On Mon, Jun 17, 2019 at 11:07:45AM -0700, Dave Hansen wrote: > On 6/17/19 9:53 AM, Nadav Amit wrote: > >>> For anyone following along at home, I'm going to go off into crazy > >>> per-cpu-pgds speculation mode now... Feel free to stop reading now. :) > >>> > >>> But, I was thinking we could get away with not doing this on _every_ > >>> context switch at least. For instance, couldn't 'struct tlb_context' > >>> have PGD pointer (or two with PTI) in addition to the TLB info? That > >>> way we only do the copying when we change the context. Or does that tie > >>> the implementation up too much with PCIDs? > >> Hmm, that seems entirely reasonable. I think the nasty bit would be > >> figuring out all the interactions with PV TLB flushing. PV TLB > >> flushes already don't play so well with PCID tracking, and this will > >> make it worse. We probably need to rewrite all that code regardless. > > How is PCID (as you implemented) related to TLB flushing of kernel (not > > user) PTEs? These kernel PTEs would be global, so they would be invalidated > > from all the address-spaces using INVLPG, I presume. No? > > The idea is that you have a per-cpu address space. Certain kernel > virtual addresses would map to different physical address based on where > you are running. Each of the physical addresses would be "owned" by a > single CPU and would, by convention, never use a PGD that mapped an > address unless that CPU that "owned" it. > > In that case, you never really invalidate those addresses. But you would need to invalidate if the process moved to another CPU, correct?

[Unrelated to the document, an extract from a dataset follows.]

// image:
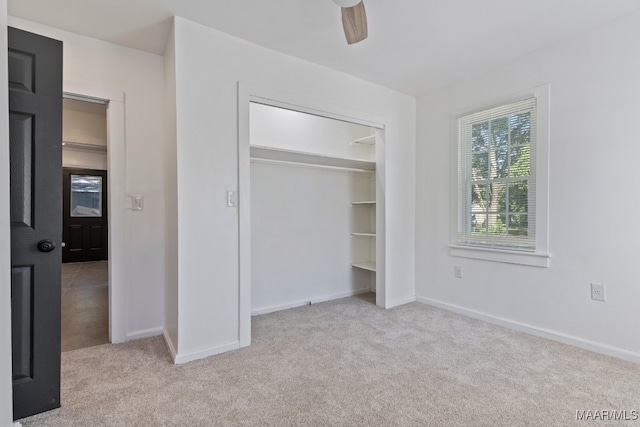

On 6/17/19 11:45 AM, Konrad Rzeszutek Wilk wrote: >> The idea is that you have a per-cpu address space. Certain kernel >> virtual addresses would map to different physical address based on where >> you are running. Each of the physical addresses would be "owned" by a >> single CPU and would, by convention, never use a PGD that mapped an >> address unless that CPU that "owned" it. >> >> In that case, you never really invalidate those addresses. > But you would need to invalidate if the process moved to another CPU, correct? If you have a per-cpu PGD, the rule is that you never use the PGD on more than one CPU. In that model, processes "take over" an existing PGD to run on the CPU rather than having the CPU use an existing PGD that came with the process. But we've really hijacked the original thread at this point, which is probably causing a ton of confusion.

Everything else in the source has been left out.